Unfortunately, research findings in recent years indicate that, contrary to long-standing dogma, light toning with selenium offers little protection. Some are convinced that this is attributable to an undocumented change in the Kodak Rapid Selenium Toner formula over the years - if I recall correctly, it may actually have been a sulfide contaminant that was providing the protection - but for most of us the details don't matter. The bottom line is that the product available to us today doesn't do what the conventional wisdom says it does.

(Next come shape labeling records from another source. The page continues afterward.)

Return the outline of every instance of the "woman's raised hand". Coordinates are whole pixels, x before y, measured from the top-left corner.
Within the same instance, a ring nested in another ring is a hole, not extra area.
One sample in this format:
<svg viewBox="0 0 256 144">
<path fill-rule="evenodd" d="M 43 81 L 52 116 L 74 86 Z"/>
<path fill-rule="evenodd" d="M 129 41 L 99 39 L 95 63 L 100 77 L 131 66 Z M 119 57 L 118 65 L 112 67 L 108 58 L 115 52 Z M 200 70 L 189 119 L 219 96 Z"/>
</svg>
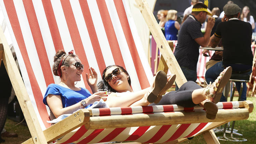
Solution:
<svg viewBox="0 0 256 144">
<path fill-rule="evenodd" d="M 103 100 L 106 100 L 106 97 L 108 95 L 104 95 L 105 92 L 96 92 L 92 95 L 90 97 L 85 99 L 86 102 L 86 103 L 88 104 L 93 104 L 96 101 L 99 101 L 100 99 L 102 99 Z"/>
<path fill-rule="evenodd" d="M 98 74 L 94 69 L 90 67 L 89 68 L 89 73 L 88 74 L 86 73 L 85 74 L 86 76 L 86 81 L 89 86 L 96 85 L 97 84 L 97 80 L 98 80 Z"/>
<path fill-rule="evenodd" d="M 98 74 L 95 70 L 93 68 L 89 68 L 89 73 L 88 74 L 86 73 L 85 75 L 86 76 L 86 81 L 88 85 L 90 86 L 94 93 L 97 92 L 98 90 L 97 87 L 97 81 L 98 80 Z"/>
</svg>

Toning to completion in selenium does protect, but causes substantial change in the appearance of the picture; I've done experiments on toning to completion with selenium using several different FB papers and didn't like the results at all. Similarly, sulfide toning, while highly protective, radically changes the character of the print.

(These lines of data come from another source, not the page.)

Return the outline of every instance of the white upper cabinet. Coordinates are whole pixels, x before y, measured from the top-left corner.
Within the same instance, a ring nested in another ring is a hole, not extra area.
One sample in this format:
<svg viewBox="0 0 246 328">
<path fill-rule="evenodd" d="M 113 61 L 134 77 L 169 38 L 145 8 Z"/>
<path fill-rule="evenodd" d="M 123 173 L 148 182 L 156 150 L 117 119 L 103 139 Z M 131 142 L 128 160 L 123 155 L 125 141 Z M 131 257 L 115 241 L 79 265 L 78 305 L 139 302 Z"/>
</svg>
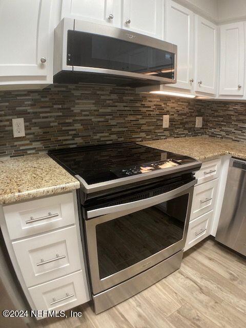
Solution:
<svg viewBox="0 0 246 328">
<path fill-rule="evenodd" d="M 0 1 L 0 85 L 53 82 L 51 8 L 51 0 Z"/>
<path fill-rule="evenodd" d="M 65 17 L 120 27 L 121 0 L 63 0 Z"/>
<path fill-rule="evenodd" d="M 244 52 L 243 23 L 220 26 L 220 94 L 243 94 Z"/>
<path fill-rule="evenodd" d="M 122 28 L 163 39 L 162 0 L 123 0 Z"/>
<path fill-rule="evenodd" d="M 166 21 L 166 41 L 178 46 L 177 84 L 172 86 L 191 90 L 194 79 L 194 14 L 173 1 L 167 0 Z"/>
<path fill-rule="evenodd" d="M 209 20 L 196 16 L 196 91 L 216 92 L 217 28 Z"/>
</svg>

These days I don't hassle with toners at all - I just dunk my prints in Sistan and leave it at that. Yes, there's controversy over just how protective Sistan is over the long run - there are no guarantees. But Sistan is cheap, easy to use, and doesn't change the way the prints look. I decided that it's a reasonable precaution to take - beyond that, I'd rather spend my time, money and energy making more prints rather than hassling with toners that are a nuisance to use and produce effects I don't like.



I agree with most of what Oren writes. You might also have a look at this web page, http://www.largeformatphotography.info/toning-permanence.html

The article is by Douglas W. Nishimur, Image Peermanence Institute of the RIT.


My thoughts are.

1. Even the best processed silver gelatin prints will deteriorate with age because of tarnishing of the silver. This will vary according to storage conditions but can not be prevented. A silver gelatin print is in essencel a print comprised of silver metal. See what happens to silver knives, forks, etc. to understand what will eventually happen to a silver print.

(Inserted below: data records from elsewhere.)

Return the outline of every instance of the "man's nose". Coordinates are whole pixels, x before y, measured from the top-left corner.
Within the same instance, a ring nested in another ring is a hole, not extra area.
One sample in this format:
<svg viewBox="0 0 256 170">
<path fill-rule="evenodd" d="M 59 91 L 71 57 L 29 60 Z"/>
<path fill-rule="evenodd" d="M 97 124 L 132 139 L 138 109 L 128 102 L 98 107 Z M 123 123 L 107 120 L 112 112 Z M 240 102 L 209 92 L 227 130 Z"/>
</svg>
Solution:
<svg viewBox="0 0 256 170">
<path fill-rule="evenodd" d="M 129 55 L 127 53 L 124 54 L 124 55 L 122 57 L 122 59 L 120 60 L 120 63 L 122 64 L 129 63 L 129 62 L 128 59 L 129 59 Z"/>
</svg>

2. Selenium toning is not effective in providing true archival qualities to silver gelatin prints, unless it is done to completion. Most people who selenium tone their prints do so to change the color or add some snap to the Dmax and do not tone to completion. Unfortuately, toning to completion changes the nature of the print in terms of color

3. Sulfide toning is more effective than selenium.

4. Replacing the silver with a more noble metal such as gold, platinum or palladium is also more effective than selenium.

5. My belief is that photographer selling their work should tone their prints to assure the greatest longevity possible. Many don't however, as most photograhers seem content to tone with a dilute solution of selenium to get a color shift or some extra snap in the shadows.

6. If a photograher is not selling his/ her work to others there is no need to do anything other than what he/she wants. A life span of fifty or more years for a well-processed silver print stored reasonably well should suffice for most purposes.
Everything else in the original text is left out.